Poi improvvisamente il dolore è cessato. È stato come se l’androne buio si riempisse di luce e io, dall’alto, potevo osservare la scena. Un uomo ansimante curvo su un corpo di donna. Un manichino senza vita, con il collo spezzato.
Con orrore, mi resi conto che quel corpo era il mio. Ero morta! Finito il dolore, cominciò l’odio. Un odio profondo, un rancore senza fine che mi accompagnò ogni giorno mentre vagavo nella mia valle oscura.
Passarono quelli che per voi viventi furono anni, per me furono solo un tempo indefinito, senza notte o giorno. Non abbandonai mai mio figlio. Lo vidi diventare grande grazie a mia madre, quella donna coraggio che, dopo aver cresciuto da sola una figlia, crebbe da sola anche il suo nipote.
Mio marito lo mandarono in galera per scontare una pena irrisoria. Sarà stato anche tutto il male che gli ho augurato, fortunatamente un giorno il suo cuore ha smesso di battere dopo l’ennesima bevuta eccessiva. Non l’ho mai incontrato qui nel mio mondo di ombre, spero che sia andato direttamente all’inferno.
Un giorno, seguii mia madre e mio figlio, ormai adolescente, fino alla piazza principale del nostro paese. Avevano il vestito delle occasioni importanti e il volto serio. Si tenevano per mano, chissà se potevano sentire che anche la mia stringeva la loro.
In piazza s’era radunata molta gente. Erano tutti lì per inaugurare una panchina, un simbolo contro la violenza alle donne, rossa come il sangue innocente da loro versato.
Dopo il sindaco prese la parola mio figlio. Il mio Luca, quanto mi ha saputo rendere orgogliosa! Ha parlato di me, della sua mamma strappata alla vita a soli 30 anni, uccisa da un mostro. Mentre non sapeva trattenere le lacrime ringraziava per quella panchina, perché tutta la città mi avrebbe ricordato per sempre insieme a lui.

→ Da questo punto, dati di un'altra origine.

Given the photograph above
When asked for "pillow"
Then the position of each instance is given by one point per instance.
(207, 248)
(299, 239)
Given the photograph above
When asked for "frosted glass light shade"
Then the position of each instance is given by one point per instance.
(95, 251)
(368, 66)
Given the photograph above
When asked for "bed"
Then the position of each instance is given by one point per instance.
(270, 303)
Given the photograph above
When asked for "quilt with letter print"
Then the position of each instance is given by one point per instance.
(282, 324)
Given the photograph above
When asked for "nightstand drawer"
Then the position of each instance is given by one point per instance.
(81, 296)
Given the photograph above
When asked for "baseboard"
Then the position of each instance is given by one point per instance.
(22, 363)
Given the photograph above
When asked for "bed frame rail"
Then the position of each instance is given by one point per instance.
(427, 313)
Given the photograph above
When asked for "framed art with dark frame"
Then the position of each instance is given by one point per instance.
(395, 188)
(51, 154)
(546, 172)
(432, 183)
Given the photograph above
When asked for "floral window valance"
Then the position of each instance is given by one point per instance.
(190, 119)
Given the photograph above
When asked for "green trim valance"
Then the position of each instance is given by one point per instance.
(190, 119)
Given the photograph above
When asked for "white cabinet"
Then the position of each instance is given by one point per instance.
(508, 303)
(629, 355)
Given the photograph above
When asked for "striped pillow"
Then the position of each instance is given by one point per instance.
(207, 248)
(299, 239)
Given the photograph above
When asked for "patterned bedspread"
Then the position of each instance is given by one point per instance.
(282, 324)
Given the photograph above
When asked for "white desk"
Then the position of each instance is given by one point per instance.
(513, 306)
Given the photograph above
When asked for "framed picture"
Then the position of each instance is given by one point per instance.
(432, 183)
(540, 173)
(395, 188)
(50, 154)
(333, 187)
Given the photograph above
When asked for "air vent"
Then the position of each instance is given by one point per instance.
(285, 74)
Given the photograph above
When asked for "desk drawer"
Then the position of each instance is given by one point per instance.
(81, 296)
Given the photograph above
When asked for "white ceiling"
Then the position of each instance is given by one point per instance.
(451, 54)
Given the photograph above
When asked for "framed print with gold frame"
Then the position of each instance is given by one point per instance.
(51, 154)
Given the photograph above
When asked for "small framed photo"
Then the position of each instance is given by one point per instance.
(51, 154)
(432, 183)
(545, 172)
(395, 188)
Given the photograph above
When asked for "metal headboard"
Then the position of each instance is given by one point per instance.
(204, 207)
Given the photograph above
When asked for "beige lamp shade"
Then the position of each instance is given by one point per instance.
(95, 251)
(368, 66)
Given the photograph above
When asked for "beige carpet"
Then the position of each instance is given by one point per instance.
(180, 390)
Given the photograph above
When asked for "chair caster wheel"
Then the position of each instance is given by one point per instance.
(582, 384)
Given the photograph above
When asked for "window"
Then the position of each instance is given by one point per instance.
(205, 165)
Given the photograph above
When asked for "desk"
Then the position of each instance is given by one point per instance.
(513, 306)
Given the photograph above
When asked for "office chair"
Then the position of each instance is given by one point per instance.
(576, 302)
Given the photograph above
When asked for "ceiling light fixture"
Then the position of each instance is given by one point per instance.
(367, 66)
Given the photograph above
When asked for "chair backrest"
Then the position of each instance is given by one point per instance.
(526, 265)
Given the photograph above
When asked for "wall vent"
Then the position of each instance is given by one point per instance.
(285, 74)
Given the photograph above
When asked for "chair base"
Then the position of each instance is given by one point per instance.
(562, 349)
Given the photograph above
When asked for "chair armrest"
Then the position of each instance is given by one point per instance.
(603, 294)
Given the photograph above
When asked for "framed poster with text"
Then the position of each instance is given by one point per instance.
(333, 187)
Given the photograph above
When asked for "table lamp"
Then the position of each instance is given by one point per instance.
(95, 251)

È passato del tempo da quel giorno e arriviamo a oggi, il giorno in cui avrei compiuto 50 anni, il giorno in cui ho ritrovato la voce per raccontarvi la mia storia.
Ho seguito ancora mio figlio, che questa volta teneva per mano una ragazza giovane, fino alla panchina rossa. Si sono seduti che ancora si tenevano per mano e lui le ha raccontato di me. «Ho ereditato il sangue da mio padre – le ha spiegato – ma il cuore no, quello l’ho preso da mia madre. Oggi ti ho portato sulla panchina rossa a lei dedicata per prometterti che, se accetterai di sposarmi, ti rispetterò come donna, come moglie e come amica e, un giorno, anche come madre dei nostri figli. Te lo giuro sul sangue versato dalla mia mamma».
Mentre lei gli diceva di sì, e si abbracciavano piangendo, qualcosa dentro di me si è sciolto e mi sono sentita finalmente libera. Mio figlio era al sicuro, la sua futura moglie era al sicuro, i loro figli sarebbero stati al sicuro. Per me era arrivato il tempo di abbandonare l’odio e il dolore.
Un ultimo sguardo verso i miei cari, un ultimo pensiero. Ora è tempo di andare verso la luce.